Scalability

This guide summarizes OpsKnight's capacity targets, real-world load scenarios, and the configuration knobs that unlock higher scale. Numbers below assume recommended database pooling and sensible infrastructure sizing.

System Capacity Overview

User Capacity

Metric	Capacity	Notes
Total Registered Users	10,000+	Database can handle this easily
Concurrent Active Users	200-300	With SSE streams open
Peak Concurrent Users	400-500	With proper DB pool config

Incident Handling

Metric	Per Minute	Per Hour	Notes
New Incidents Created	200-300	12,000+	Via API or integrations
Incidents Processed (Escalations)	150-200	9,000+	Parallel processing (5 concurrent)
Incident Updates	500+	30,000+	Status changes, notes, etc.

Notification Capacity

Channel	Per Minute	Per Hour	Notes
Email	100	6,000	Rate limited to avoid spam flags
SMS	50	3,000	Twilio rate limits
Push	200	12,000	Web push is fast
Slack	100	6,000	Slack API limits
Webhooks	100	6,000	Per destination
Total Combined	500-600	30,000+	Across all channels

Real-Time Streams (SSE)

Metric	Capacity
Concurrent SSE Connections	400-500
DB Queries (with caching)	20-30/sec (was 200-300)
Data Freshness	3-5 seconds

Background Job Processing

Job Type	Per Minute	Notes
Escalation Jobs	200+	Parallel batches of 5
Notification Jobs	300+	Parallel batches of 10
Total Jobs	500+	With 100 job limit per cycle

Real-World Scenarios

Scenario 1: Normal Operations

50 concurrent users
10 incidents/hour
~100 notifications/hour
System runs at <10% capacity

Scenario 2: Busy Day

150 concurrent users
50 incidents/hour
~500 notifications/hour
System runs at ~30% capacity

Scenario 3: Major Outage

300 concurrent users
200 incidents in 10 minutes
~2000 notifications in 10 minutes
System handles it (may see 5-10 sec delays)

Scenario 4: Stress Test

500 concurrent users
500 incidents/minute
5000 notifications/minute
System at capacity, some queuing

Quick Reference Card

┌─────────────────────────────────────────┐
│         OpsKnight Capacity              │
├─────────────────────────────────────────┤
│ Concurrent Users:     200-500           │
│ Incidents/min:        200-300           │
│ Notifications/min:    500-600           │
│ Escalations/min:      150-200           │
│ SSE Connections:      400-500           │
│ DB Queries/sec:       50-100 (cached)   │
└─────────────────────────────────────────┘

Critical Configuration

Database Connection Pool

The database connection pool is critical for handling concurrent users. Without proper configuration, the system will fail at ~50 concurrent users.

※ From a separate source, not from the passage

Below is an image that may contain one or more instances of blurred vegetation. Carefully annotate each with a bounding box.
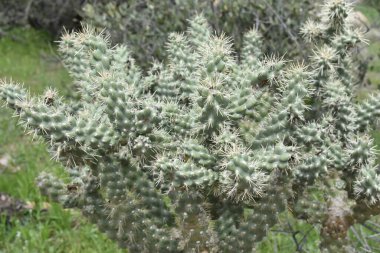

Why Connection Pooling Matters

Default pool size is 10 - This is insufficient for production
Each SSE stream, API request, and background job needs a connection
Without pooling: 50 concurrent users = connection exhaustion
With pooling: 500+ concurrent users possible

Configuration

Add these parameters to your DATABASE_URL:

# Production (200-500 concurrent users)
DATABASE_URL="postgresql://user:pass@host:5432/db?connection_limit=40&pool_timeout=30"

# High-scale (500+ concurrent users)
DATABASE_URL="postgresql://user:pass@host:5432/db?connection_limit=80&pool_timeout=30"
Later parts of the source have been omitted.